Bu sözler firavun Nefrekeptah’ın karısı Ahura’nın aktardıklarıdır ki yine bu sözlerden anlaşılır ki Toth’un öğretisindeki yüksek enerji asırlar boyu birçok kişiye korku ve huzursuzluk yaymıştır. Bu da firavunların kitabı yok etme çabalarına biraz açıklık getiriyor denebilir.
Mabed’de İnisiyasyon
Sais mabedinde çok titiz bir çalışma ile adaylar seçiliyordu. Buraya kabul edilmek için cesaretli ve iyi kalpli olmak gerekliydi. Eğer Osiris’in bilgilerine sahip olup da bunu çıkarları için kullanmayı düşünen aday varsa kuşkusuz ölümcül bir şekilde elenecekti. Bazı Arap araştırmacıların aktardıklarına göre, Hz. Muhammed, Hermes Trismegistus’un doğrudan torunudur bu sebepten Muhammed de Hermes gibi seçilmiş ruhtur. Hatta birçok araştırmacı Musa ve İsa peygamberlerin; Heredot, Pisagor, Platon dahil Hermetik bilgilerle eğitim gördüğünü iddia etmektedir.
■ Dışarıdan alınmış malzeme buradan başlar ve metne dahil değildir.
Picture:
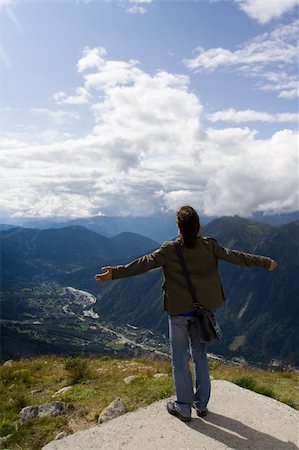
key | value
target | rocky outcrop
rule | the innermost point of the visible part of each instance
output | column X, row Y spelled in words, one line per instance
column 115, row 409
column 47, row 409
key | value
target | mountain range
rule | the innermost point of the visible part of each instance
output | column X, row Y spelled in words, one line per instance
column 260, row 316
column 158, row 227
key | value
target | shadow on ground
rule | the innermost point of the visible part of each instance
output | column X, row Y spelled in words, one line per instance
column 236, row 435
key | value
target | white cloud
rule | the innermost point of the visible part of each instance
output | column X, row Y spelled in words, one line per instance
column 81, row 97
column 92, row 59
column 271, row 57
column 135, row 6
column 147, row 152
column 250, row 115
column 265, row 10
column 60, row 117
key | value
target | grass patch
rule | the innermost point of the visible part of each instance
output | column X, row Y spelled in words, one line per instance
column 34, row 382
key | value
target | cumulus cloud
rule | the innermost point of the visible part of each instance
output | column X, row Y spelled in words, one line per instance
column 59, row 117
column 270, row 57
column 147, row 152
column 265, row 10
column 250, row 115
column 136, row 6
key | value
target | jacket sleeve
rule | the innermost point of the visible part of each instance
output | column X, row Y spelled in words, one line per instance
column 141, row 265
column 240, row 258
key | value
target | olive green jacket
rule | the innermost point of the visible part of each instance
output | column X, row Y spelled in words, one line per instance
column 202, row 264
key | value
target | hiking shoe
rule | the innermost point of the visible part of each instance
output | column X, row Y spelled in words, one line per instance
column 171, row 409
column 201, row 412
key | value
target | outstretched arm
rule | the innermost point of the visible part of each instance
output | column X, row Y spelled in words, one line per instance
column 105, row 276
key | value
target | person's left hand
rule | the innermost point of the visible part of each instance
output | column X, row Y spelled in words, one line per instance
column 106, row 276
column 273, row 265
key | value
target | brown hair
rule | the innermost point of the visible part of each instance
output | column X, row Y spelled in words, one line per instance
column 189, row 225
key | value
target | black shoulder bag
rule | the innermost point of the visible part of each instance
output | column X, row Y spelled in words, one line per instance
column 208, row 328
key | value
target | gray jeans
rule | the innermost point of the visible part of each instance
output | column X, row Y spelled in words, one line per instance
column 183, row 341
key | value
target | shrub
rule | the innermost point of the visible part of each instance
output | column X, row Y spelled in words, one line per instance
column 78, row 368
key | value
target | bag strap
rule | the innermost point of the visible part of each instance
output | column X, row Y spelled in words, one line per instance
column 179, row 252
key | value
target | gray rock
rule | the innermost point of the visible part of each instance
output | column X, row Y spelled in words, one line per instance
column 48, row 409
column 60, row 435
column 62, row 391
column 51, row 409
column 115, row 409
column 5, row 438
column 8, row 363
column 27, row 413
column 130, row 378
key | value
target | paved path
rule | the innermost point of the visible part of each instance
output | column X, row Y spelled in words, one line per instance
column 238, row 419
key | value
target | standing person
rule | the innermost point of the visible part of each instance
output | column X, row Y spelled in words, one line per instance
column 202, row 255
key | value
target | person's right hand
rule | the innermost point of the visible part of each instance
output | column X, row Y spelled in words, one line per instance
column 272, row 265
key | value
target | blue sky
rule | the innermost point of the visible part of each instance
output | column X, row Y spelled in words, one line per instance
column 135, row 107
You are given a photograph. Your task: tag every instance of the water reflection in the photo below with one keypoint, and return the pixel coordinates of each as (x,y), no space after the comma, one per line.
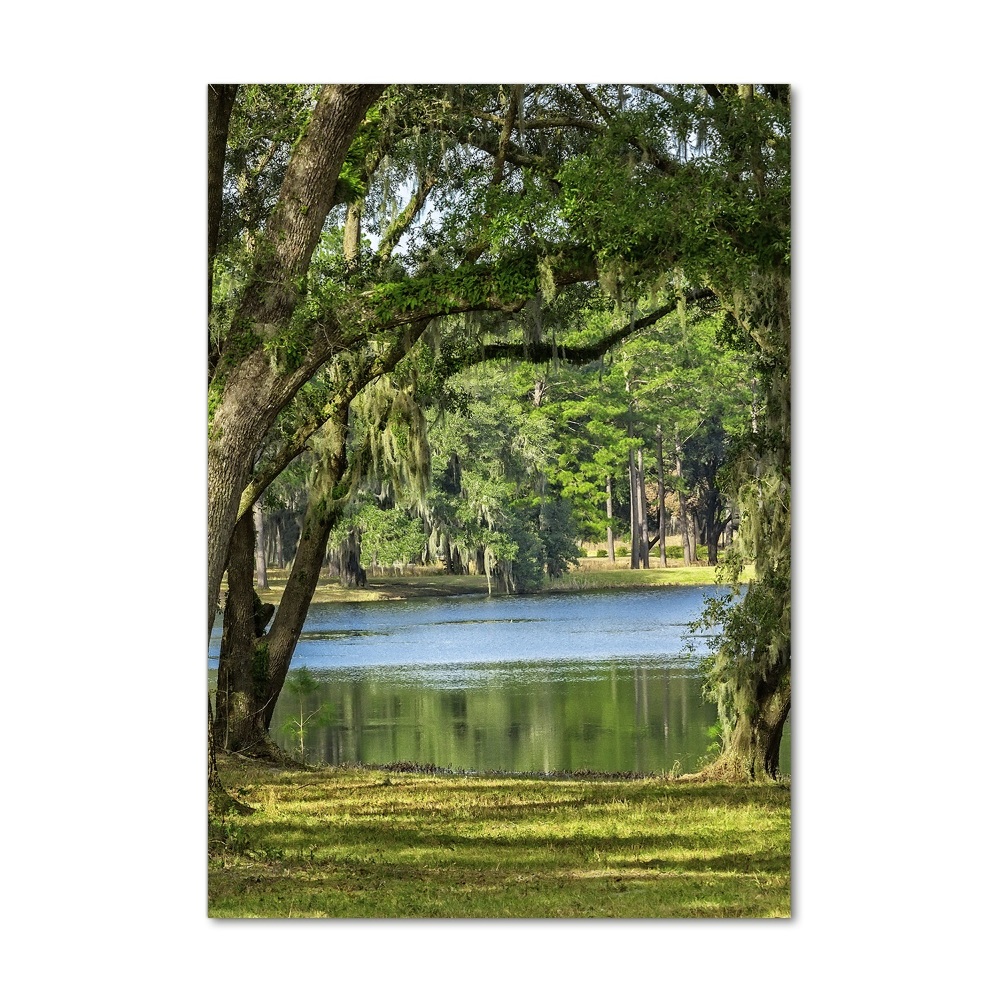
(595,681)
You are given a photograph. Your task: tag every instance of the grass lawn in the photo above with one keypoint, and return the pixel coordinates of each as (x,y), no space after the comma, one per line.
(362,843)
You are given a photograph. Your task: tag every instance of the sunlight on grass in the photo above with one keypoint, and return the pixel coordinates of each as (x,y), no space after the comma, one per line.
(352,843)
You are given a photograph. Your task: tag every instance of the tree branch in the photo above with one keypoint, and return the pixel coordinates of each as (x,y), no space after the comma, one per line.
(583,355)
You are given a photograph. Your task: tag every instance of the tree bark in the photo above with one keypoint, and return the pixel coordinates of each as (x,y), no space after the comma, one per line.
(258,523)
(351,573)
(242,686)
(252,394)
(611,530)
(754,740)
(221,98)
(661,505)
(633,510)
(324,509)
(689,553)
(643,523)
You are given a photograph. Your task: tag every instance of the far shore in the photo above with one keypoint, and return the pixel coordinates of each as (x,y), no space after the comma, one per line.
(424,582)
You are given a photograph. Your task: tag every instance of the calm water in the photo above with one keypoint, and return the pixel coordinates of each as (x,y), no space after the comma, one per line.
(558,682)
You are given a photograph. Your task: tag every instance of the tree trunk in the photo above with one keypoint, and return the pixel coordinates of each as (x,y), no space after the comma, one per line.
(352,573)
(323,510)
(689,553)
(250,394)
(633,502)
(242,684)
(611,530)
(221,98)
(753,741)
(642,522)
(661,505)
(258,523)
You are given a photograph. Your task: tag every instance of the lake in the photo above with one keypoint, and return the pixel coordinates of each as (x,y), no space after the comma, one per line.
(557,682)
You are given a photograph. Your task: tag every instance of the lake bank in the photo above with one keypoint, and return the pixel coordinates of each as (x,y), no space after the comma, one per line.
(592,574)
(356,842)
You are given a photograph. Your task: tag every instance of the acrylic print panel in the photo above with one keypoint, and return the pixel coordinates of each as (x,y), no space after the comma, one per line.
(499,467)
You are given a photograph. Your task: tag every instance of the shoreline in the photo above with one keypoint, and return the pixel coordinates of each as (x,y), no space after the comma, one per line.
(591,575)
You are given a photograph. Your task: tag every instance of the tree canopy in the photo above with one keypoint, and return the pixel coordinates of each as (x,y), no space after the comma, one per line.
(352,227)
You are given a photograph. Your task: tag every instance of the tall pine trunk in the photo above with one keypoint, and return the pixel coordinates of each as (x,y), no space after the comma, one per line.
(611,530)
(642,521)
(661,505)
(682,511)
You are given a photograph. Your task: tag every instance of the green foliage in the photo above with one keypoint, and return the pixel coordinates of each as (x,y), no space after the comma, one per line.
(303,685)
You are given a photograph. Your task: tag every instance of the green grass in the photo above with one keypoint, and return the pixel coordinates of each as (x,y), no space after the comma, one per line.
(361,843)
(591,574)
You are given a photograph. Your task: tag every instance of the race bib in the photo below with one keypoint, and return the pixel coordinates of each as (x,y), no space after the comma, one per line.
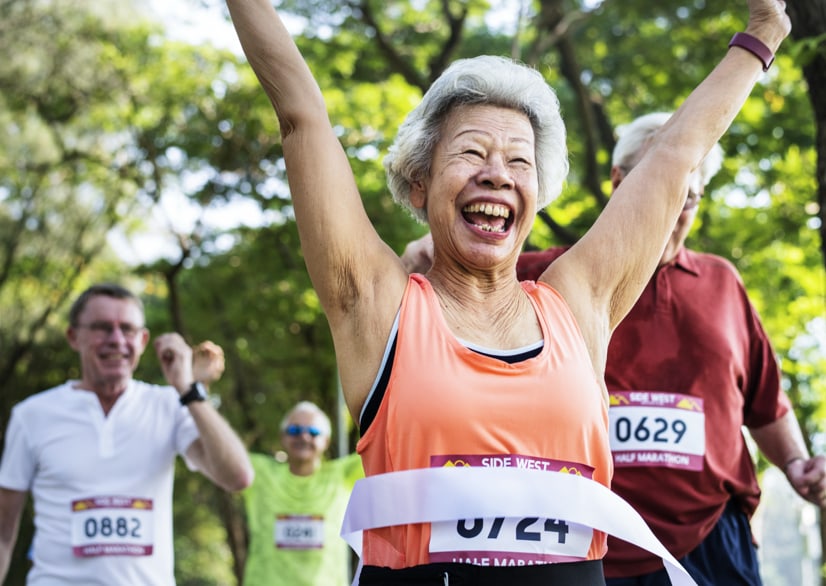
(299,532)
(509,541)
(112,525)
(650,428)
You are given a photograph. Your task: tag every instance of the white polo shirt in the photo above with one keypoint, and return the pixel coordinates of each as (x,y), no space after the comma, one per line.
(101,485)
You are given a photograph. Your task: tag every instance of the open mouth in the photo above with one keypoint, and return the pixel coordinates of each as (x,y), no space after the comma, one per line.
(488,217)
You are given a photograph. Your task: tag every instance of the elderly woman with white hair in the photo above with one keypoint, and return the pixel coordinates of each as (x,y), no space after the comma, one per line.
(465,368)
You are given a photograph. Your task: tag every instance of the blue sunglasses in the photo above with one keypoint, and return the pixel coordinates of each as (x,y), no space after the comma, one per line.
(299,429)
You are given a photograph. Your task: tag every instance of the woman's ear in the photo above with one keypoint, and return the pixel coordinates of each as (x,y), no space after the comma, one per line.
(418,195)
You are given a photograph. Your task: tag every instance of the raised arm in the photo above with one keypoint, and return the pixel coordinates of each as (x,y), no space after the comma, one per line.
(218,452)
(358,278)
(603,275)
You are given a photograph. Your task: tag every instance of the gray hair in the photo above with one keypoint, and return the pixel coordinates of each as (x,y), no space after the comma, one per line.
(487,79)
(308,407)
(634,136)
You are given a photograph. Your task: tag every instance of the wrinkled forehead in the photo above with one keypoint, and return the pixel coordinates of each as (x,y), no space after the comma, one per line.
(112,309)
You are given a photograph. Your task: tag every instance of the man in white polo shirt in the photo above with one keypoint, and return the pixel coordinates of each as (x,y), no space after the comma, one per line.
(98,453)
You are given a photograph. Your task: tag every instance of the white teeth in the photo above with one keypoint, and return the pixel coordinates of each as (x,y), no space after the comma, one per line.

Atinalı filozof Platon, Hermes’in memleketi Atlantisi anlatan ilk kişiydi. Atlantis’i Solon üzerinden anlatmıştı. Solon bir gün Hermes’in mabeti Sais’i ziyaret eder ve rahiplerle görüşür. Buradaki rahipler ona, Yunan ve Mısır uygarlıklarının bir çocuk kadar genç olduklarından; aslında altın çağı yaşayan büyük uygarlığın dokuz yıl önce sular altında kalan Atlantis olduğundan bahsederler. Böylece tarihte ilk defa bir batılı, bir Yunan sakini Atlantis’ten haberdar olmuştu.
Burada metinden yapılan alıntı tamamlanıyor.